Neun Monate vor seinem Tod hatte ich ihn in Chesubet in den Cherangani-Hills besucht. Eine kleine Farm im Niemandsland. Kein Strom, kein Wasser, keine Kanalisation. Dort lebte er zurückgezogen mit seiner Frau und drei Kindern. Richard Chelimo kam gerade von der Dorfbar, obwohl es erst morgens um 11 Uhr war. Er
sah aus wie 40, mit aufgedunsenem Gesicht und blutunterlaufenen Augen. Und dabei war er erst 27.

Ein anderes Opfer des Alkohols: William Sigei. 1994 lief der Mann aus der Teemetropole Kericho in Oslo einen Weltrekord über 10.000 m, 1993 und 1994 wurde er Crossweltmeister. Zwei Jahre später war er weg vom Fenster.

Der Marathonmann, der schnell lief und schnell starb Samuel Kamau Wanjiru, der Marathon-Olympiasieger von 2008, war ein Mann der Extreme: ein extrem begnadeter Läufer und ein extrem unsicherer, junger Mann.

Am 16. Mai 2011 starb er durch einen Sturz vom Balkon seines Hauses. Auch mehr als ein Jahr nach
seinem Tod ist unklar, ob es ein Unfall war oder Mord. Die letzten polizeilichen Ermittlungen, die publik wurden, gingen von einem Unfall aus. Doch jetzt hat der niederländische Journalist Frits Cinjin ein Buch geschrieben, das die Unfallthese mithilfe eines medizinischen Experten aus Alkmaar anzweifelt.

Dr. Frank van de Groot sah sich zahlreiche Fotos des Toten an, sprach mit verschiedenen Leuten und ging
auch alle Obduktionsberichte durch. Seine Schlussfolgerung: „Die Verletzungen können meines Erachtens
nicht alle vom Sturz herrühren. Die Wahrscheinlichkeit ist sehr groß, dass Wanjiru mit einem harten Gegenstand auf den Kopf geschlagen wurde, bevor oder nachdem er in die Tiefe stürzte.“ Fortsetzung folgt.

Vielleicht wird die Wahrheit erst dann ans Licht kommen, wenn den Kronzeugen das Geld ausgeht. Vielleicht auch nie. Wir werden auch nie wissen, ob Samuel Wanjiru sein großes Potenzial wirklich hätte ausschöpfen können. Einige Anzeichen sprachen dagegen. Er hatte Probleme mit Alkohol und mit Frauen. Er verstand es nicht, mit dem vielen Geld umzugehen – allein an Start- und Preisgeldern kamen in den wenigen Jahren seiner Erfolge drei Millionen Dollar zusammen.

Wie sollte er auch?

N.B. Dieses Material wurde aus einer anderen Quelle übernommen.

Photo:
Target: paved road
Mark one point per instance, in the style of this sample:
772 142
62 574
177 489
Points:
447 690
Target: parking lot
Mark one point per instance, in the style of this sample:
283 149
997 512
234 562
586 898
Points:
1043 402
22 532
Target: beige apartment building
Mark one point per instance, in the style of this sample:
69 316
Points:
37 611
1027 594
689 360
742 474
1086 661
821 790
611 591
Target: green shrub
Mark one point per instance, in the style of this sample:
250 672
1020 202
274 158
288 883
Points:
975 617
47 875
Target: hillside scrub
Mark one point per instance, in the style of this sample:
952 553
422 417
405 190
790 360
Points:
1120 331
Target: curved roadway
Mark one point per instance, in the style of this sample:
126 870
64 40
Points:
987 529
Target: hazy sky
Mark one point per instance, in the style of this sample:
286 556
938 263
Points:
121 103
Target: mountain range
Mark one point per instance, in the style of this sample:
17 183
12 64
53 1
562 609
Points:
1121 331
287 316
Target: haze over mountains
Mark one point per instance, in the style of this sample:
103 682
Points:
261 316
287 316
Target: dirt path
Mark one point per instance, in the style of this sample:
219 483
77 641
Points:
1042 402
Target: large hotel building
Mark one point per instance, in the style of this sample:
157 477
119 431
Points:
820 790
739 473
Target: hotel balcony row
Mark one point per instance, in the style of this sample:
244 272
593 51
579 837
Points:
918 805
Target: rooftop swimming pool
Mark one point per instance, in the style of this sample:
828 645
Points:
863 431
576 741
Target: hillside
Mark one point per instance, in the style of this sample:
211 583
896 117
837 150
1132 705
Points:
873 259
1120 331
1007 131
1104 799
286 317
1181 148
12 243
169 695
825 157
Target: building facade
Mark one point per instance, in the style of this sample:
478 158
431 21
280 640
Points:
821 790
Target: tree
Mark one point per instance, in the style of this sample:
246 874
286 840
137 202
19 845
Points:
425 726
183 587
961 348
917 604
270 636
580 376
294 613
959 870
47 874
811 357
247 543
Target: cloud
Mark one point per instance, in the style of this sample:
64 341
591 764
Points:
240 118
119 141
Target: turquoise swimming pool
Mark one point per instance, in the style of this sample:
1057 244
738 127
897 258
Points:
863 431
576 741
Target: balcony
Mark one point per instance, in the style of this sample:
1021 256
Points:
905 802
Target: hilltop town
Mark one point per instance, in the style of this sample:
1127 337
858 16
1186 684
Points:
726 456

Er hatte das nie gelernt. Im „Kawa Falls“, seiner Lieblingsbar in Nyahururu, soll er oft
eine Runde nach der anderen ausgegeben, insgesamt umgerechnet bis zu 500,- € hingeblättert haben und dazu noch 80,- € oder 90,- € für den Kellner.

Es soll auch vorgekommen sein, dass er auf dem Gemüsemarkt die auf Zeitungen auf dem Boden ausgebreiteten Tomaten mit den Füßen zertrat und dann, als Zeichen, dass Geld für ihn keine Rolle spielte, ein paar Tausend Shilling hinwarf, 20,- € oder 30,- €.

Wanjiru war ein begnadeter Läufer, aber ein zynischer Mensch, für den alles käuflich war, nicht nur Häuser und Autos, sondern auch Frauen.

Als Wanjiru starb, hinterließ er nicht nur seine Frau Triza Njeri mit zwei kleinen Kindern, sondern auch drei
Geliebte: eine Läuferin namens Mary Wacera, mit der er ein sieben Monate altes Töchterchen hatte und die
bei seiner Mutter lebte, eine zweite, die angeblich von ihm schwanger war und die er am Abend vor dem Sturz noch besucht hatte, sowie eine Kellnerin aus dem „Kawa Falls“, mit der er von Ehefrau Triza wenige Stunden vor seinem Tod im eigenen Haus erwischt wurde. Auch ihr soll er die Ehe versprochen haben.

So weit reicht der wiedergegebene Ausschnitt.